Reduced tumour blood flow is expected to result in lower oxygen tension. By using EPR oximetry we were able to follow the time course of oxygen tension in the tumours. Electrochemotherapy induced profound and long lasting pO2 reduction, which is expected to cause some additional cell kill in the tumours due to the prolonged hypoxia. The onset and time course of tumour oxygenation changes correlated with tumour blood flow reduction, and resulted in gradual increase in extent of tumour necrosis, that reached approximately 90% of the tumour area, three days after treatment. That coincided with the time when the tumours started to reduce in the size and ceased to grow. The tumours started to regrow only 7 days after the treatment. The resulting antitumour effect was 9.4 days tumour growth delay, which is significantly better than the effect of single treatments, cisplatin (0.5 days tumour growth delay) and application of electric pulses (0.8 days tumour growth delay). The effect was less pronounced than in electrochemotherapy with bleomycin, which is consistent with in vitro data on endothelial cells sensitivity (Sersa et al, 1999b; Cemazar et al, 2001).

The proportion of apoptotic cells increased only after electrochemotherapy with cisplatin. Cisplatin is known to induce apoptotic cell death, therefore it can be speculated that electrochemotherapy, which increases cisplatin delivery into the cells, also stimulates apoptotic cell death (Meyn et al, 1995; Jordan and Carmo-Foncesca, 2000). In histological sections, apoptotic cells were observed in non-necrotic regions, however necrotic regions represented a major part in the sections of tumors treated with electrochemotherapy, demonstrating that necrosis is a dominant way of cell death induced by electrochemotherapy. In tumours treated with cisplatin only apoptosis was not observed in the histological sections and also not detected by use of ELISA test for determination of mono and oligonucleosomes in the cytoplasmic fraction of cell lysates. The cisplatin dose used in experiments was very low and is most probably the reason for the absence of apoptosis. However, further studies are needed to fully understand the mechanisms of cell death induced by electrochemotherapy with cisplatin. It could be that higher amounts of cisplatin in the cells combined with electroporation might more efficiently trigger signalling pathways that lead to cell death. When response of the tumours to electrochemotherapy using bleomycin or cisplatin is compared macroscopically, tumours after electrochemotherapy with cisplatin respond to the treatment much slower and usually there is no ulceration of the tumours.
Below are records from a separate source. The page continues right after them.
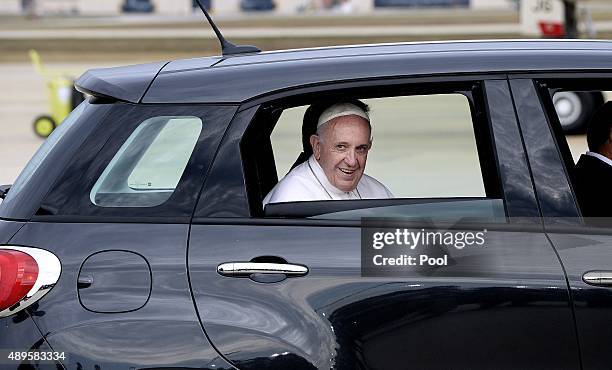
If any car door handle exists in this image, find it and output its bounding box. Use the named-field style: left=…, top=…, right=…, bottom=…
left=217, top=262, right=308, bottom=277
left=582, top=271, right=612, bottom=287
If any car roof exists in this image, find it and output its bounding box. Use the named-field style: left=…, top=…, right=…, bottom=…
left=76, top=40, right=612, bottom=103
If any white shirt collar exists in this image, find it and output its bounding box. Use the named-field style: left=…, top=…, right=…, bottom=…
left=586, top=152, right=612, bottom=166
left=308, top=154, right=361, bottom=199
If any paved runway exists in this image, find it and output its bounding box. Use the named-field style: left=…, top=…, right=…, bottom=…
left=0, top=61, right=585, bottom=194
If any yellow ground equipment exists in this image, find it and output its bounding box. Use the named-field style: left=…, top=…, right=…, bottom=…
left=30, top=50, right=84, bottom=137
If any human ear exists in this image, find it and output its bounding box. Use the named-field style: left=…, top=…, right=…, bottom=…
left=310, top=135, right=321, bottom=160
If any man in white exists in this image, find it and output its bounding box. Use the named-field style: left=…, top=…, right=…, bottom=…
left=263, top=103, right=393, bottom=206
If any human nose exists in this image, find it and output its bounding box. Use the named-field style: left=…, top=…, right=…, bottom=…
left=344, top=150, right=357, bottom=167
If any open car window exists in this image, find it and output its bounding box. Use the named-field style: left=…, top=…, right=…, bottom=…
left=243, top=87, right=506, bottom=222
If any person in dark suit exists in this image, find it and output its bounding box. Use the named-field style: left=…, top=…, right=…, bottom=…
left=574, top=101, right=612, bottom=217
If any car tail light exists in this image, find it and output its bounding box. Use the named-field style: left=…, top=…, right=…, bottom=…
left=0, top=246, right=61, bottom=317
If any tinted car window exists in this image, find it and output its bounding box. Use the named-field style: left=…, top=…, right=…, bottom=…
left=90, top=117, right=202, bottom=207
left=5, top=103, right=86, bottom=203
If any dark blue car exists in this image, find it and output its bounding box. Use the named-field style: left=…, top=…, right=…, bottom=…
left=0, top=40, right=612, bottom=370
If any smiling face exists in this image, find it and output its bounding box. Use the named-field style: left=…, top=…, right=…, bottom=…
left=310, top=115, right=372, bottom=192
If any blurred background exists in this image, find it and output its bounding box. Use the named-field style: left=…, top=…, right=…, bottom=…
left=0, top=0, right=612, bottom=184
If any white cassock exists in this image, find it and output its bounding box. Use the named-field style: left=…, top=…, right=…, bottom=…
left=263, top=156, right=393, bottom=207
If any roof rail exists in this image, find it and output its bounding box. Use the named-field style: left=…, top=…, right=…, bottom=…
left=196, top=0, right=261, bottom=56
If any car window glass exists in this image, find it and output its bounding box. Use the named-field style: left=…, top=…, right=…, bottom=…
left=90, top=117, right=202, bottom=207
left=549, top=89, right=612, bottom=227
left=0, top=102, right=88, bottom=203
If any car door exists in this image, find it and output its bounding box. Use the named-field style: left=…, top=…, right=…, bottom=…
left=188, top=77, right=580, bottom=369
left=511, top=74, right=612, bottom=369
left=3, top=102, right=235, bottom=369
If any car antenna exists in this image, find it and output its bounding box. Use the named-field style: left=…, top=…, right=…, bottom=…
left=196, top=0, right=261, bottom=56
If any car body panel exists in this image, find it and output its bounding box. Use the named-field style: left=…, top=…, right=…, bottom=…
left=143, top=48, right=612, bottom=103
left=0, top=219, right=25, bottom=244
left=8, top=222, right=229, bottom=369
left=188, top=79, right=580, bottom=369
left=75, top=62, right=168, bottom=103
left=189, top=224, right=580, bottom=369
left=0, top=40, right=612, bottom=369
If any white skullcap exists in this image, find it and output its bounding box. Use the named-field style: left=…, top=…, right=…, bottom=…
left=317, top=103, right=370, bottom=129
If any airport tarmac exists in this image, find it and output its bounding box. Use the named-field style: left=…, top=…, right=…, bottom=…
left=0, top=60, right=586, bottom=194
In conclusion, this study provides data on physiological changes in the tumours, as a consequence of electrochemotherapy with cisplatin and correlates these effects with antitumour effectiveness and histological changes in the tumours. The results indicate that reduction in tumour blood flow and tumour oxygenation correlate with extensive tumour necrosis and induction of apoptosis of the tumours treated by electrochemotherapy with cisplatin. The data support the evidence that the antitumour effectiveness of electrochemotherapy is not only due to increased drug delivery to the cells, but also to anti-vascular effect of electrochemotherapy, which results in reduced tumour blood flow and oxygenation.